Besides large trials, there are available case series or case reports on STL application in other retinal disorders. Verdina published a report on SML application in 10 eyes with pseudophakic CME refractory to standard treatments (nonsteroidal anti-inflammatory eyedrops, topical steroids, oral indomethacin, sub-Tenon’s triamcinolone injections and corticosteroid implants). After SML, a complete resolution of CME was observed in all eyes with statistically significant improvements in BCVA [46]. Minowa et al. applied EpM micropulse laser to 5 eyes of 5 patients with persistent serous retinal detachment due to tilted disc syndrome. Retinal detachment was completely absorbed in 4 eyes within 4 months after initial treatment [47]. An interesting application of SML was also assessed by Lutrull who applied a subthreshold micropulse laser on areas of retinal thickening and edema persistent after epiretinal membrane (ERM) peeling in 19 eyes. Both BCVA and macular thickness improved without any adverse events [48].

What is the future for STL use?

The rise of drug therapy and the influence of the pharmaceutical industry have diverted professional attention and virtually all funding to drug-related clinical trials. In effect, retinal laser treatment is investigated only by small groups of researchers who are usually devoid of sufficient funding. The lack of trial funding for laser treatment has created the incorrect impression that retinal laser treatment has not progressed since a few decades and is thus no longer relevant in the drug era. This may be because retinal laser treatment does not produce revenue for the companies that sponsor over 95% of all clinical trials in medicine and ophthalmology, produce revenue for numerous practitioner investigators for recruiting and treating patients in the many large industry-funded clinical trials, and financially support all major ophthalmic journals and professional societies alike. Thus, data for retinal laser treatment for four decades rely on small clinical trials, retrospective studies, and real-world data studies that can be done at far lower cost than large RCTs. Laser treatment advances are often dismissed as lacking sufficient data and large RCTs, despite highly consistent results from numerous sources.

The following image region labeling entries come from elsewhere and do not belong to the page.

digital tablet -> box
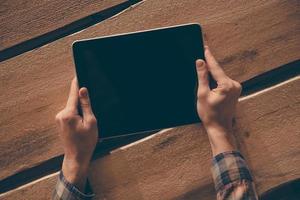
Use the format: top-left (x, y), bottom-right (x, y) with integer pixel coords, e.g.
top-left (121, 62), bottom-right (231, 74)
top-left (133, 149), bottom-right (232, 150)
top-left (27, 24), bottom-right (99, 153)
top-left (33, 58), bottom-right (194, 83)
top-left (73, 24), bottom-right (204, 139)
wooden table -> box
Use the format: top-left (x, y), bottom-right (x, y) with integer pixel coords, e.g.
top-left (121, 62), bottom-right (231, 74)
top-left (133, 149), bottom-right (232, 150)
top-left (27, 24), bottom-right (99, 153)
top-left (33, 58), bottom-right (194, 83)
top-left (0, 0), bottom-right (300, 200)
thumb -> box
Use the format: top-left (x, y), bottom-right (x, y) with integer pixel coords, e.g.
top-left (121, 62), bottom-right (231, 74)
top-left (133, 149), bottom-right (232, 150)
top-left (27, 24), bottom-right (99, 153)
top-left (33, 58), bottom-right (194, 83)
top-left (79, 87), bottom-right (94, 120)
top-left (196, 59), bottom-right (210, 97)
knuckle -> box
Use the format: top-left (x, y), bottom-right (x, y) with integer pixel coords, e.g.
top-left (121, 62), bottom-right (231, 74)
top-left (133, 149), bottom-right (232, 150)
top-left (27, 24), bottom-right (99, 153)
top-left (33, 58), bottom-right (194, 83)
top-left (87, 116), bottom-right (97, 126)
top-left (197, 90), bottom-right (206, 99)
top-left (55, 112), bottom-right (61, 122)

Despite such negligence, many studies show that retinal laser treatment continues to be indispensable. Ongoing research and clinical studies continue to discover the mechanisms and therapeutic benefits of STL technologies. Navigated SML system, for instance, will make this treatment more predictable, transparent, and reproducible with the possibility to precisely document treatment parameters. In conjunction with advanced imaging such as OCT angiography and adaptive optics, we expect new observations in the impact of STL on retinal structure and function.

Conclusion

Based on the available studies, the safety and efficacy of STL have been shown for several retinal disorders. Indications and acceptance of STL treatment are increasing; however, more rigorous research and controlled clinical trials are crucial to explore the full potential of this approach.